Le président et directeur général de Meliá Hotels International, Gabriel Escarrer, a minimisé l'impact financier résultant du retrait définitif de Cuba, lors de la présentation des résultats du premier semestre 2026, selon le portail touristique Reportur.
Escarrer a souligné que «l'évolution positive de l'activité sous-jacente renforce notre conviction qu'il s'agit d'un impact ponctuel et sans impact sur la trésorerie», et a défendu une stratégie commerciale centrée «sur la valeur plutôt que sur le volume», soutenue par une plus grande part des segments premium et de luxe.
Un coup comptable qui ne reflète pas la santé de l'entreprise
Les chiffres du semestre présentent une image apparemment contradictoire : le bénéfice net consolidé s'est effondré à 4,1 millions d'euros, en raison d'une provision extraordinaire de 79,4 millions enregistrée pour couvrir des soldes et des actifs liés à l'île dont la récupération est jugée incertaine par l'entreprise.
Sans cet ajustement exceptionnel, le résultat net des activités poursuivies aurait atteint 83,4 millions d'euros, en ligne avec les exercices précédents.
La direction du groupe l'a qualifiée de décision de prudence : « L'option de provisionner de manière conservatrice l'ensemble des soldes et des actifs de Cuba dont la récupération est aujourd'hui difficilement prévisible a un impact significatif sur les comptes de l'exercice, mais contribue à renforcer la solidité, la transparence et la crédibilité du bilan du groupe. »
L'activité opérationnelle, sous forme
Au-delà de l'impact cubain, les indicateurs opérationnels montrent une chaîne en expansion : les revenus consolidés ont augmenté de 7,1 %, atteignant 1.047,4 millions d'euros, et l'EBITDA a progressé de 2,5 %, atteignant 244,7 millions.
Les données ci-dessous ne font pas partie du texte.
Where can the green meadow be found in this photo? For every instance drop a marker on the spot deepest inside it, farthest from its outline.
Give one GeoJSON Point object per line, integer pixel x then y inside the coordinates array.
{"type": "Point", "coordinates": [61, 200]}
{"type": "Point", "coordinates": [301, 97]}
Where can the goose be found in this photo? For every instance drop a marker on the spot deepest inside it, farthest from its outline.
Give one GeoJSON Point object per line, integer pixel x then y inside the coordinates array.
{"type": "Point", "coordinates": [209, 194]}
Le revenu moyen par chambre disponible (RevPAR) a augmenté de 11,7 % au cours du semestre et de 14,2 % rien que pour le deuxième trimestre, tandis que les ventes par canal direct ont progressé de 12 %.
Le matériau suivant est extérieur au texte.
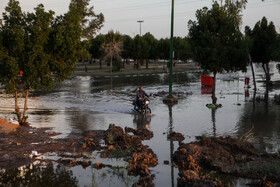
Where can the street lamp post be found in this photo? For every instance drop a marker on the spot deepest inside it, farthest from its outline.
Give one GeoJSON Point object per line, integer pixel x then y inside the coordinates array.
{"type": "Point", "coordinates": [170, 99]}
{"type": "Point", "coordinates": [140, 21]}
{"type": "Point", "coordinates": [171, 49]}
Les réservations pour le deuxième semestre dépassent de deux chiffres celles de l'année précédente, ce qui amène la société à maintenir sa prévision d'un EBITDA minimum de 565 millions d'euros d'ici 2026, avec au moins 40 nouvelles enseignes hôtelières et environ 30 ouvertures prévues.
La fin de 36 années à Cuba
La sortie de Cuba a été un processus progressif qui a culminé le 24 juillet avec la fermeture des 34 hôtels que la chaîne gérait sur l'île via sa filiale portugaise Ilha Bela Gestão e Turismo, mettant fin à 36 ans de présence ininterrompue.
Le processus a commencé lorsque l'Ordre Exécutif 14404 signé par le président américain Donald Trump le 1er mai 2026 a désigné le conglomérat militaire cubain GAESA comme entité sanctionnée.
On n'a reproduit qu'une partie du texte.